- Associated Press - Wednesday, December 10, 2014

COLUMBIA, S.C. (AP) - Both the House and Senate are attempting to jumpstart next year’s debate on ethics reform with bills that would end the current system of legislators investigating their own members.

Agreement on that provision could again be key to any reform measure passing.

A Senate Judiciary subcommittee held its first hearing Wednesday on Judiciary Committee Chairman Larry Martin’s ethics proposal. It was the first bill pre-filed for the upcoming session.

Legislators of both parties have called ethics reform a top priority since 2012. But a two-year effort died in the Senate earlier this year, with many senators unwilling to change the system of legislative panels handling complaints and overseeing the campaign filings of their colleagues.

Both Gov. Nikki Haley and Attorney General Alan Wilson have said independent investigations must be part of the reform package.

“I strongly and firmly believe an independent regulatory body is absolutely imperative to have the public’s trust,” Wilson told the Senate panel Wednesday.

Both Martin’s bill and proposals that a House panel plans to introduce will again attempt to end legislative investigations of colleagues. The state Ethics Commission would investigate instead. Martin’s bill and the yet-to-be-filed House plans differ on the specifics of the commission’s new role.

Currently, the commission oversees the filings of all elected officials except legislators.

Under changes the Senate panel discussed, the state Ethics Commission would also look into complaints against them and make a preliminary determination as to whether an ethics law was broken. House and Senate ethics panels would continue to exist, but act only as juries that decide potential punishments. Criminal allegations would continue to be forwarded to the attorney general’s office.

The impending House plan would wrap in judges as well, so that the Ethics Commission also would investigate them. Currently the judicial branch has its own oversight system.

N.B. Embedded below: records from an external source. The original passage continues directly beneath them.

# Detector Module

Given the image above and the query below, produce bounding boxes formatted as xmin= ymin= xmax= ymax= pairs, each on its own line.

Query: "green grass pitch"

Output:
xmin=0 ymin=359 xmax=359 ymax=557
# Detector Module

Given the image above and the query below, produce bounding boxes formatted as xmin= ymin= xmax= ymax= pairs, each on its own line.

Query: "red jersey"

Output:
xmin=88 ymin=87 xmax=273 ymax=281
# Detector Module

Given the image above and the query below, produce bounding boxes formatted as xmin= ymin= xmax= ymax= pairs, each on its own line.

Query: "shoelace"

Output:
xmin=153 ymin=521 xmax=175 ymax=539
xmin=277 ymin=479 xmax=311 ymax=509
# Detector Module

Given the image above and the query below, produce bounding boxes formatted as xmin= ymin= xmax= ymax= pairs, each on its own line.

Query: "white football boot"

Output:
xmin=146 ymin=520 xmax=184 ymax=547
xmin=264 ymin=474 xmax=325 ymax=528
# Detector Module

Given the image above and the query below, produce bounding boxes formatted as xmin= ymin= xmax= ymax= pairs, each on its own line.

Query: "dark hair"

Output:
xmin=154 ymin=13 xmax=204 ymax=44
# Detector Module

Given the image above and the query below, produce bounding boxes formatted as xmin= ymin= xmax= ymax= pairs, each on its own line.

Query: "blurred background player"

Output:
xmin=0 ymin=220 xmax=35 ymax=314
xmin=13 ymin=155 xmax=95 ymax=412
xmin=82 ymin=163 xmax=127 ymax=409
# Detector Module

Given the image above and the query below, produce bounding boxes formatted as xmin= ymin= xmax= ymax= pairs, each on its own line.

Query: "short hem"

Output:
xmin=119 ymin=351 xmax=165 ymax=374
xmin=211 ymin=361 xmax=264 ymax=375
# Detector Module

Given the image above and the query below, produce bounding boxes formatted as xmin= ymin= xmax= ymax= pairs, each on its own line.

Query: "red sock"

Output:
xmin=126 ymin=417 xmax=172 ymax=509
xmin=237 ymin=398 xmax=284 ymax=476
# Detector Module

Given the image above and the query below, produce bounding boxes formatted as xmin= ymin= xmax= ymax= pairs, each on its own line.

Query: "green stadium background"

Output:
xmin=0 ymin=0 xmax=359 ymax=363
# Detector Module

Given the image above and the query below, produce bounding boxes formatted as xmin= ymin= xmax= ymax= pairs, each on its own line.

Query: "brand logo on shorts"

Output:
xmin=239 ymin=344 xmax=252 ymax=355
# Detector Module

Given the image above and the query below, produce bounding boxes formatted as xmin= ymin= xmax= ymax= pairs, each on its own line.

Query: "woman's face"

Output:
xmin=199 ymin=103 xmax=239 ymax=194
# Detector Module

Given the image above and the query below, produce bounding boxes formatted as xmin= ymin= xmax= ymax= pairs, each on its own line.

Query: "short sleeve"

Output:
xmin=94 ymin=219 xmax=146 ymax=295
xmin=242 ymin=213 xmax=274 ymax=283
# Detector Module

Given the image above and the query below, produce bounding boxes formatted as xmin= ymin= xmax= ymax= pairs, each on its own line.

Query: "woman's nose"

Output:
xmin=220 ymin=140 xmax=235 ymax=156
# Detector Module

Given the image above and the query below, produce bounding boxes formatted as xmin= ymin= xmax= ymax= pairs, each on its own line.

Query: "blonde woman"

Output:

Martin said that’s a bad idea, and he’ll attempt to dissuade House leaders from including that in the chamber’s plan. That presents constitutional questions about the separation of powers that could derail the whole effort, he said.

Solicitor General Robert Cook, the leading attorney in Wilson’s office, told Martin’s panel that provision would be a problem.

“That would raise some very strong concerns from the court,” he said.

Critics calling for reform have called for abolishing legislative ethics panels completely, saying legislators can’t adequately police their colleagues. But many legislators point to a clause in the state constitution that says each chamber is responsible for punishing its members.

Efforts to strengthen the state’s ethics law were renewed in September by the indictment of former House Speaker Bobby Harrell on misdemeanor campaign spending violations. He subsequently pleaded guilty and resigned from office in October. That case bypassed the House Ethics Committee, as Wilson directly took an ethics complaint against Harrell. The state Supreme Court earlier this year affirmed his ability to do that.